Freela com salto alto

Alguma vez você já se sentiu em desvantagem profissionalmente por ser mulher? Que ao estar em uma idade na qual já está pronta para ser mãe poderia afetar as suas chances de crescer profissionalmente ou obter um projeto de grande responsabilidade com um cliente importante? Que quando você vai a uma entrevista, depois da pergunta “tem filhos? Sim? Quantos? Quantos anos têm?”, já parece que está tomando outro rumo?

Creio que a sociedade em seu conjunto (tanto homens quanto mulheres) tem dificuldade para entender que isto não é uma concorrência de gêneros, mas sim simplesmente valorizar a capacidade de cada um, compreendendo que o importante é o desempenho e as conquistas. É aqui que a possibilidade de trabalhar em casa, de alguma maneira, nos reivindica. A mulher freelancer encontra, ao meu ver, “o seu lugar no mundo”.
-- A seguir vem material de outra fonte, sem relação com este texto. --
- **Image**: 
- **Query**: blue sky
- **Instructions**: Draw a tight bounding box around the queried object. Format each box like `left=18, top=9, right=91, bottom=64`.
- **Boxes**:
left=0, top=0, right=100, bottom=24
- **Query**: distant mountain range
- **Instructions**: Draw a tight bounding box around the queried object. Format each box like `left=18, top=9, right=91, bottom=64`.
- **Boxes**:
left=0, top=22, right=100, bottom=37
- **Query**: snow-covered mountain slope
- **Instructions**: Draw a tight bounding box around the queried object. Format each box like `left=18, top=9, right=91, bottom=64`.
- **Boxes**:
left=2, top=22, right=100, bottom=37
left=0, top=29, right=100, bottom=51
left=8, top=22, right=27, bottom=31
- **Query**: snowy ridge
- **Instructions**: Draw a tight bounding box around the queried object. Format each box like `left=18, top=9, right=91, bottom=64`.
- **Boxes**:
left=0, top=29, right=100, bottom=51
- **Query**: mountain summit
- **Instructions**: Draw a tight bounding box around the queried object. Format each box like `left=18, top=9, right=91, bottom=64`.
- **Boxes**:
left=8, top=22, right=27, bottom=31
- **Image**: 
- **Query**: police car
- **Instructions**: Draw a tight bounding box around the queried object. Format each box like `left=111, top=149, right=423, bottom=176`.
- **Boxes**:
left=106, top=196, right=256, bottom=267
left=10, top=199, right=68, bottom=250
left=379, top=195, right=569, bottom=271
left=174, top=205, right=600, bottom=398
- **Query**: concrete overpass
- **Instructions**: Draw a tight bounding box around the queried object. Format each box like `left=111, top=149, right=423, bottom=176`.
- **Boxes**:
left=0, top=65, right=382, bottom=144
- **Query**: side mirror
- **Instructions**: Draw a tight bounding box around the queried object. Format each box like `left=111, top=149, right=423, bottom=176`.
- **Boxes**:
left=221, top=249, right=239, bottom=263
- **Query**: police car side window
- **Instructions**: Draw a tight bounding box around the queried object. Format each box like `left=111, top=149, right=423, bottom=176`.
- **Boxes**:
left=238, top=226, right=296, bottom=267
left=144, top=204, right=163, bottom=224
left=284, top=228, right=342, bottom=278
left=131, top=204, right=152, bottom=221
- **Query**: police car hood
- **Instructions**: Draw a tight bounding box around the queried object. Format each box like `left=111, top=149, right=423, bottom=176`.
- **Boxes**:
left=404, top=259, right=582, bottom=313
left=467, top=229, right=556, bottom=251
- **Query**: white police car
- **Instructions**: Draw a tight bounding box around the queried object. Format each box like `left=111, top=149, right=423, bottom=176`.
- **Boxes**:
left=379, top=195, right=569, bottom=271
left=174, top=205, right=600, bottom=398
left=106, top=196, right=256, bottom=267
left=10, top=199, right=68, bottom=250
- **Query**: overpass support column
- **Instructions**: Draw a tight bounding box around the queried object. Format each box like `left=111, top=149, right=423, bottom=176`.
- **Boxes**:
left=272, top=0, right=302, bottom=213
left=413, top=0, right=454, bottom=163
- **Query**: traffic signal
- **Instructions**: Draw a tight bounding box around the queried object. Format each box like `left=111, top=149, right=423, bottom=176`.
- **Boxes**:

O mercado profissional para a mulher tem sido um terreno de longas batalhas, ainda que com o passar dos anos tenhamos conseguido conquistar milhões de postos de trabalho e posições de peso nas maiores empresas mediante um enorme esforço. Situações como as que comentamos acima, de mamães trabalhadoras ou próximas de sê-lo, lamentavelmente continuam ocorrendo neste século, no qual, aparentemente, conseguimos nos igualar ao homem no desempenho profissional. E digo igualar porque nos deixaram demonstrá-lo, e não porque antes não tenha sido possível.

Em meu lugar como quase esposa, convivendo e com vontade de formar uma família em breve, o fato de trabalhar como freelancer me abre um universo de possibilidades, onde sinto que nada poderá ser negado a mim por estar ou não em casa, de cumprir ou não um horário e de ser ou não mãe. Nos é dado um grande leque de opções onde só nós e o nosso desempenho condicionamos o nosso êxito.

Estar em casa e trabalhar nela, diferente do que se pensa, implica um grande esforço de disciplina, organização de espaços e tempo, e colaboração dos membros da família, que devem aprender que a mulher que trabalha em seu lar como “freela” também cumpre com certa rotina (ainda que tenha mais flexibilidade para a organização desta) e com muitas pautas como em outros empregos presenciais.

Acordar de manhã bem cedo, me vestir como se fosse para o escritório, ligar o meu notebook e começar a trabalhar enquanto tomo um bom café da manhã, aproveitando o meu espaço, minha casa e minha família; tudo isso faz eu me sentir realizada profissionalmente, feliz porque contribuo de igual para igual pagando as contas de casa, e em harmonia, pois sei que encontrei o meu lugar no mundo como freelancer.